Si Rue Frontenac existe encore sur la Toile, le site est bel et bien mort dans le coeur de ses artisans. Vendredi, les 45 journalistes, photographes et membres du personnel du site d'information, né du lock-out au Journal de Montréal, ont décidé de claquer la porte.

Une ultime tentative pour sauver le site a échoué: les anciens lock-outés ne sont pas parvenus à s'entendre avec un nouvel acquéreur. Celui-ci a toutefois acheté in extremis le nom de domaine RueFrontenac.com. Le site reste donc en ligne, même s'il est presque vide: les journalistes ont exigé que tous leurs textes en soient retirés.

«On est un peu secoués, on ne voulait pas que ça finisse comme ça... Mais à un moment, il faut savoir s'arrêter, sinon, ça n'a plus de fin», a noté vendredi l'ancien rédacteur en chef de Rue Frontenac, Jean-Philippe Décarie.

Fondé en janvier 2009 par les 253 syndiqués lock-outés du Journal de Montréal, Rue Frontenac a continué d'exister malgré le règlement du conflit. Plusieurs de ses artisans avaient refusé de retourner travailler pour leur ancien employeur.

Ils ont longtemps entretenu l'espoir de trouver un acquéreur, mais des négociations avec un acteur majeur du monde des médias ont tourné court début mai. Quelques jours plus tard, Rue Frontenac s'est placé sous la protection de la Loi sur la faillite et l'insolvabilité, se mettant à l'abri de ses créanciers pour 30 jours.

Un autre acquéreur potentiel s'est manifesté entre-temps. Il s'agit d'un entrepreneur québécois dont l'identité doit être tue en raison d'une clause de confidentialité. Celui-ci a racheté les actions de Rue Frontenac le 15 juin, faute de quoi le site aurait perdu la protection de la Loi sur la faillite et aurait dû fermer.
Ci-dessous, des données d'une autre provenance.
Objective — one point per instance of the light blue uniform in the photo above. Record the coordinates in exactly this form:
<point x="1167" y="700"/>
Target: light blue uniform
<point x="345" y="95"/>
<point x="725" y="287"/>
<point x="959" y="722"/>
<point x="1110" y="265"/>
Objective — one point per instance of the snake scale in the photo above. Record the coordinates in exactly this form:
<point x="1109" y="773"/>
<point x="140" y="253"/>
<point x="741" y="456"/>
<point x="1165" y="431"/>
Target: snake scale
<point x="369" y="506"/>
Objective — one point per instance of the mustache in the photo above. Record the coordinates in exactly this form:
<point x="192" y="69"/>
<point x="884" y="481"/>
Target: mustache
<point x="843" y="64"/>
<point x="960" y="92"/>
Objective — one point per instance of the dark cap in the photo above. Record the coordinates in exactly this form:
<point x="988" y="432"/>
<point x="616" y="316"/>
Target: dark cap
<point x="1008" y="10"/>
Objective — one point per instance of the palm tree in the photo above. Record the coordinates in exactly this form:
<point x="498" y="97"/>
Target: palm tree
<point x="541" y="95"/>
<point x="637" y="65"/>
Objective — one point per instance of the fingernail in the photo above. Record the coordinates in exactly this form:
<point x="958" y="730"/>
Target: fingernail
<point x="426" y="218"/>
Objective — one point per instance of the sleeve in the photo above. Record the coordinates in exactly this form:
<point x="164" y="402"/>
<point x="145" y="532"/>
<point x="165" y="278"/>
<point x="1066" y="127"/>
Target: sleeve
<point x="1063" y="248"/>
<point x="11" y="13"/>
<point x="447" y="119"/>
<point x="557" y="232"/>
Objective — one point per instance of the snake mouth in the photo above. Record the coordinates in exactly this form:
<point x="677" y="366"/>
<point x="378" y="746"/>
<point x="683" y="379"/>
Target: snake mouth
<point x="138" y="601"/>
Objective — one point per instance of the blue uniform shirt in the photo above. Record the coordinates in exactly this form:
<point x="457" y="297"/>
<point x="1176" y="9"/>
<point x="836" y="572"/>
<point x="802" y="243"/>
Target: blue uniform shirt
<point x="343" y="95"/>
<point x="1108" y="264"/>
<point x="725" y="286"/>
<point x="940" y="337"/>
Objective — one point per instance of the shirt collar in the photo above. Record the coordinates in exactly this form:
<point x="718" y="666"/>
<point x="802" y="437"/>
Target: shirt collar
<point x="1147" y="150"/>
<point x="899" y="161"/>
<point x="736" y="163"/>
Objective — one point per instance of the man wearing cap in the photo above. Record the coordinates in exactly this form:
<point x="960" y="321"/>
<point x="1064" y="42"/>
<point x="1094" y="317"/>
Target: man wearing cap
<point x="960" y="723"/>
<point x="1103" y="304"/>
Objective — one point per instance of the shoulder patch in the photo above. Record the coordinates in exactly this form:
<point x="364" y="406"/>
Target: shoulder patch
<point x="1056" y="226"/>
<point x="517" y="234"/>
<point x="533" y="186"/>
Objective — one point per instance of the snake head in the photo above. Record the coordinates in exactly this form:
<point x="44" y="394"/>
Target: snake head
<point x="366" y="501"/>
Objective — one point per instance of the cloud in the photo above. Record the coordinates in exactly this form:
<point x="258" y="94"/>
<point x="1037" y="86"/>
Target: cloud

Les deux parties ne se sont finalement jamais entendues. «On avait des inquiétudes sur le financement, sur la solidité financière de cet acquéreur, dit Jean-Philippe Décarie. Après enquête, quand on a su qui était derrière le financement, il y a des gens à qui on ne voulait pas être associés, des gens qui n'avaient pas une probité exemplaire dans le monde des affaires.»

«Ce qu'il nous proposait pour continuer à fonctionner n'intéressait personne, alors tout le monde a décidé de partir», explique-t-il.

Rue Frontenac a donc changé de mains. Ses anciens artisans ignorent les intentions du nouveau propriétaire. Ils n'ont pas non plus de projet commun pour l'instant. «On va laisser retomber la poussière, les gens sont fatigués», dit Jean-Philippe Décarie. Il précise que le personnel de Rue Frontenac n'était pas payé depuis le mois d'avril.